Satisfied that I’d done everything I could to avert Jennifer’s wrath, I returned to my office and fired up the computer. Though I hadn’t exactly lied to Jennifer about the bookmobile budget—I did have some ideas—they remained just that and I needed to move the ideas into the practical realm if I was going to make my new boss happy.
I stifled a thought that popped into my head (Nothing I do is going to make her happy), tossed down some more caffeine, and started working.
A couple of hours later, the sound of voices and footsteps penetrated my consciousness. I leaned back, stretching, and got up, mug in hand.
“Oh, no,” I said, entering the break room, dismay clear in my voice.
“Hah!” Kelsey Lyons, one of our part-time clerks, grinned at me and pushed the coffeemaker’s start button. “I was here first. Timing is everything and you don’t have it this morning.”
Though our library ran on coffee, the strength of the stuff varied widely. Donna, our seventy-one-year-old marathoner and snowshoer, preferred it weak enough that you could see through it. Holly, one of my best library friends and about my age, liked it in the middle. Josh, the IT guy, also a good friend and within a year or two of Holly and myself, preferred it the way I did, strong, but not so strong that it could pass for espresso.
Kelsey, on the other hand, would probably eat the grounds raw, but it was an unwritten rule that whoever emptied the pot could make the next one whatever strength they wished.
“Rats,” I muttered.
“You snooze, you lose,” she said, her face all sunshine and roses. Clearly, this was not going to be her first cup of the morning.

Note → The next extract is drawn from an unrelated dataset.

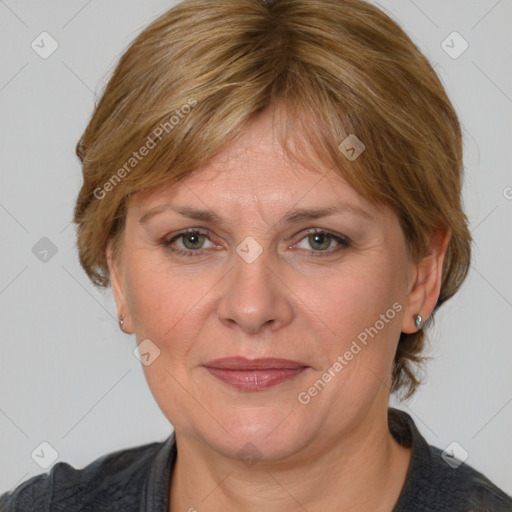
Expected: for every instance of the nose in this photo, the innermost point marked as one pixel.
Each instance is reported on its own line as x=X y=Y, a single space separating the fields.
x=255 y=297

“Oh, man.” Josh, mug in hand, came to a halt in the doorway. “Please tell me you made this pot, Minnie.”
“Sorry. I was two minutes late.”
He sighed heavily. “Knew I should have waited to install that program.”
“Cut it with water,” Kelsey said.
“That’s what you always say,” Josh said, shoving his free hand into a pocket of his cargo pants. “And it always tastes like crap.”
Up until a few months ago, the stocky Josh had been a diet soda guy, shoving dollar bills into the soda machine like there was no tomorrow. Since he’d purchased his first house, however, that habit was a thing of the past.
He frowned at the coffeepot, then turned and frowned at me. “Hey, did I hear right about what happened on the bookmobile yesterday?”
Kelsey, who was in the act of deftly pulling out the coffeepot and letting the brew drip straight into her mug, asked, “Something happened? Is the bookmobile okay?”
It warmed my heart every time I realized that people were concerned about the bookmobile’s health. The library staff cared about the bookmobile. The library board cared. The downtown merchants cared. Complete strangers cared. Even people who didn’t have a library card cared, a concept that baffled me, but I’d stopped trying to understand that one.
“The bookmobile is fine,” I said. “It’s just . . .” My eyes were suddenly filled with moisture. I looked down, took a quick breath, and smoothed out my face. “Remember I told you about Leese Lacombe, that attorney who moved back north last summer? Specializing in elder law?”
Though I got two blank looks, I kept on going. “Anyway, yesterday was so warm we left the bookmobile door open. Eddie got out and, well, he found Leese’s father in the bed of the pickup truck she was driving.”
“What do you mean, Eddie found him?” Kelsey pulled away her mug and plopped the pot back down. “If her dad was with her, he couldn’t have been lost.”
“You’re not getting it,” Josh said. “He was dead.”
“He was . . .” Kelsey blinked.
I nodded. “The ambulance came, the police came, and eventually the medical examiner came.”
Kelsey gave her head a little shake, rearranging her short blond hair. “I don’t understand. What was he doing there? Had he died and she was taking him to the hospital or . . . something?”
“I don’t know.” I flashed on an image of Leese in the back of the police car, determinedly looking forward.
“The guys downtown are saying she killed him.” Josh shrugged. “Not saying she did, but that’s the talk.”
“Why is it that men talk,” Kelsey asked me, “but women gossip?”